Elle doit supprimer 700
emplois ! alors que le personnel n’arrive pas à faire face à la masse de
travail, on connaît les conditions de travail des infirmières, des
aides-soignantes. L’hôpital de Caen sommé de revenir à l’équilibre devrait
supprimer 280 emplois. Etc… *pour organiser
« la coopération public – privé » qui est en réalité l’introduction
du secteur privé à l’hôpital, l’utilisation par les cliniques privées des
dispositifs, des techniques de pointe de l’hôpital pour des opérations lucratives. L’introduction du personnel privé et l’utilisation
du personnel public par le privé à l’hôpital aboutirait à la casse du statut
des personnels. Parallèlement c’est
l’accélération de la réduction des dépenses de l’assurance maladie livrée de
plus en plus au privé. Les déremboursements de
médicaments se multiplient, les forfaits et les franchises ne cessent
d’augmenter. La création de la CMU qui à l’origine prenait en charge les
soins des plus démunis est aujourd’hui totalement financée par les
complémentaires de santé, autrement dit par les mutuelles.

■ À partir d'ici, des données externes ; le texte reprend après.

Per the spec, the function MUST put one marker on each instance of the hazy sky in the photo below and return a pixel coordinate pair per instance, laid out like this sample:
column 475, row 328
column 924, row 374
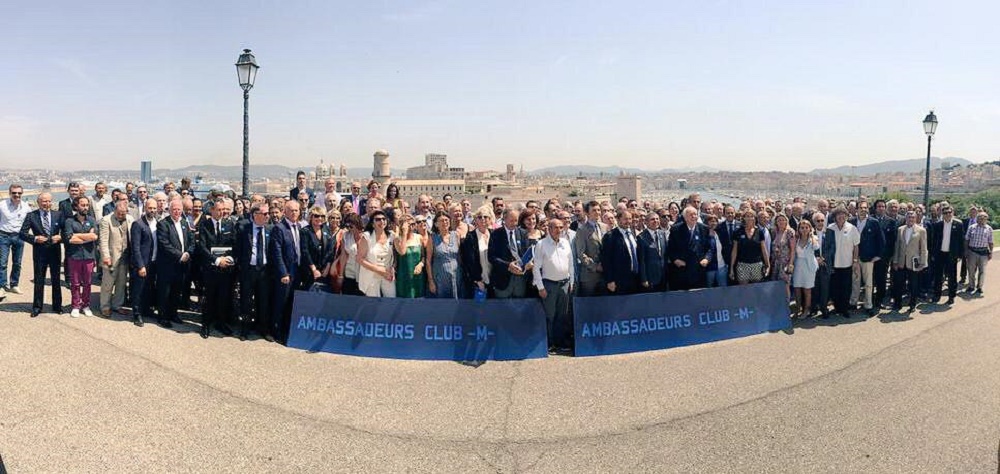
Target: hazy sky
column 743, row 85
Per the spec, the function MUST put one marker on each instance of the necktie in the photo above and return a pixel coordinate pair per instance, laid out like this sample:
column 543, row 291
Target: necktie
column 260, row 247
column 631, row 251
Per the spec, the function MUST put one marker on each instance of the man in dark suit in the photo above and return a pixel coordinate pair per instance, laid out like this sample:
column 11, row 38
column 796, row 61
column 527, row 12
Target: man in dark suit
column 870, row 250
column 174, row 245
column 300, row 186
column 620, row 257
column 216, row 267
column 251, row 248
column 827, row 252
column 652, row 243
column 688, row 252
column 508, row 243
column 946, row 242
column 284, row 257
column 42, row 229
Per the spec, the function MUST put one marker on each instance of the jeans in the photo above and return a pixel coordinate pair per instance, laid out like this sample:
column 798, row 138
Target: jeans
column 10, row 245
column 718, row 277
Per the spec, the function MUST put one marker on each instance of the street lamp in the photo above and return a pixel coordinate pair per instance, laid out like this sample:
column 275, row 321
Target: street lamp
column 246, row 70
column 930, row 125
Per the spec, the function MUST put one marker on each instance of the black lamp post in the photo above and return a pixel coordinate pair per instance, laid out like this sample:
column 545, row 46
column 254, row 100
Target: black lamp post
column 246, row 70
column 930, row 125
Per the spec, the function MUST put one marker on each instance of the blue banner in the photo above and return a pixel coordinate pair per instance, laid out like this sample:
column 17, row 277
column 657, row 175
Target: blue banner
column 429, row 329
column 650, row 321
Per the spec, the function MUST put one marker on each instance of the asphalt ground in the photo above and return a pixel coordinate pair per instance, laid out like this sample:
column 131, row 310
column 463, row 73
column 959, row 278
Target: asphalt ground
column 896, row 393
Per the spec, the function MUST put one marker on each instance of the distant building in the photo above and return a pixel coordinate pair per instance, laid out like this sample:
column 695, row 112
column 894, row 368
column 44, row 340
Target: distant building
column 435, row 167
column 380, row 170
column 146, row 171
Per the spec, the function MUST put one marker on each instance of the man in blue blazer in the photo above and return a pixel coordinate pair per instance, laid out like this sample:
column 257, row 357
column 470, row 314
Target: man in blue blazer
column 284, row 257
column 620, row 257
column 174, row 247
column 871, row 248
column 689, row 251
column 142, row 252
column 652, row 243
column 42, row 229
column 507, row 276
column 250, row 249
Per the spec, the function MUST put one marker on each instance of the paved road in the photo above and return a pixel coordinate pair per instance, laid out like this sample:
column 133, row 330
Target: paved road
column 889, row 394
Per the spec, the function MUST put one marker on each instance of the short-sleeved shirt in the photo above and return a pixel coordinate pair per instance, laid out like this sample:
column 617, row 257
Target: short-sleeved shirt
column 83, row 251
column 748, row 247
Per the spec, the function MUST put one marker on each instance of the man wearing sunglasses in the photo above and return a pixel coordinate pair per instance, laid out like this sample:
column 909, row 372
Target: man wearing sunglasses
column 12, row 213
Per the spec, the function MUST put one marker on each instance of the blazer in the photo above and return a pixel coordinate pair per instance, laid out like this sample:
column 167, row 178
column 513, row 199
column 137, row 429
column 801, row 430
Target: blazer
column 169, row 248
column 472, row 268
column 682, row 245
column 936, row 235
column 617, row 260
column 872, row 243
column 588, row 243
column 110, row 242
column 316, row 251
column 916, row 248
column 243, row 247
column 32, row 226
column 207, row 238
column 500, row 257
column 141, row 244
column 652, row 261
column 283, row 255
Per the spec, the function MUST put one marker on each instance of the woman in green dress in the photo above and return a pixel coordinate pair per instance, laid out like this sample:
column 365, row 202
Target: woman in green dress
column 410, row 261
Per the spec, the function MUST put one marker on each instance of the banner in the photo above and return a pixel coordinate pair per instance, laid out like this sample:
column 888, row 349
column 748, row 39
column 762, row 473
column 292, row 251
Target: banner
column 650, row 321
column 429, row 329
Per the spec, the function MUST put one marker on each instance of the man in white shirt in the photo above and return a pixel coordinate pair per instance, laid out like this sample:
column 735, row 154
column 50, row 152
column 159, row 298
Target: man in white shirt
column 844, row 262
column 12, row 213
column 553, row 276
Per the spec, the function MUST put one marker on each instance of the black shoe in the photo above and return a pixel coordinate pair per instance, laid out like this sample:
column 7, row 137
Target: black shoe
column 224, row 329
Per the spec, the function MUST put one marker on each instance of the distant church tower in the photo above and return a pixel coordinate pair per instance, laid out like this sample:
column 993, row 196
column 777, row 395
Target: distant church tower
column 380, row 172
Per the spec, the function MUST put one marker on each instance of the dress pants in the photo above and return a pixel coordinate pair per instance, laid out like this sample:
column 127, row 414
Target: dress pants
column 255, row 298
column 516, row 288
column 977, row 269
column 821, row 290
column 908, row 280
column 142, row 291
column 880, row 274
column 945, row 268
column 840, row 288
column 556, row 304
column 46, row 259
column 217, row 301
column 113, row 281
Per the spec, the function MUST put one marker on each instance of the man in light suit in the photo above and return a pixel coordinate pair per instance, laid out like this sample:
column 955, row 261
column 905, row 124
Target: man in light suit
column 113, row 231
column 587, row 249
column 908, row 259
column 652, row 250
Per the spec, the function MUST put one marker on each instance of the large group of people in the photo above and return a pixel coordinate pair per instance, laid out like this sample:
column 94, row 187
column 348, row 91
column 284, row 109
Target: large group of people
column 243, row 258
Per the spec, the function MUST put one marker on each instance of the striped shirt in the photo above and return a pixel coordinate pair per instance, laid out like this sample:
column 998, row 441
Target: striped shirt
column 979, row 236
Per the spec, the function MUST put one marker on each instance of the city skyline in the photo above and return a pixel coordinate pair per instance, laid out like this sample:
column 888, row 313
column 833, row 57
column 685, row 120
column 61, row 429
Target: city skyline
column 640, row 85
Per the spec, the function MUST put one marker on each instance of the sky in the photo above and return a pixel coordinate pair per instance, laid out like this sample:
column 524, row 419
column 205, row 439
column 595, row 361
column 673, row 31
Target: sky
column 751, row 85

Celles-ci augmentent
leurs tarifs. Ce sont les assurés qui paient. Ajoutons que 7 % de la
population française ne possède pas de complémentaire santé. Les gens se
soignent de moins en moins. Ainsi, 38% de foyers dont les revenus mensuels
sont inférieurs à 1200 euros ont renoncé à l’achat de prothèses dentaires,
40% ont retardé ou renoncé à l’achat de lunettes. Les fermetures
d’hôpitaux, les suppressions d’emplois vont de pair avec les annonces de
fusion et de suppressions de caisses primaires de Sécurité Sociale. Sans compter l’offensive
des assurances privées qui
voient là le moyen se substituer de plus en plus à la sécurité sociale et de
faire des profits fabuleux sur le dos des assurés. Le CNR, conseil national
de la résistance, en créant la Sécurité Sociale en 1945 se fixait comme
objectif une couverture sociale pour tous, le droit à la santé pour tous. Ils sont en train de
tout casser pour mettre la santé, les hôpitaux au service du capital.C’est
contre ça que les hospitaliers avec l’ensemble des salariés sont dans
l’action ce l9 mars.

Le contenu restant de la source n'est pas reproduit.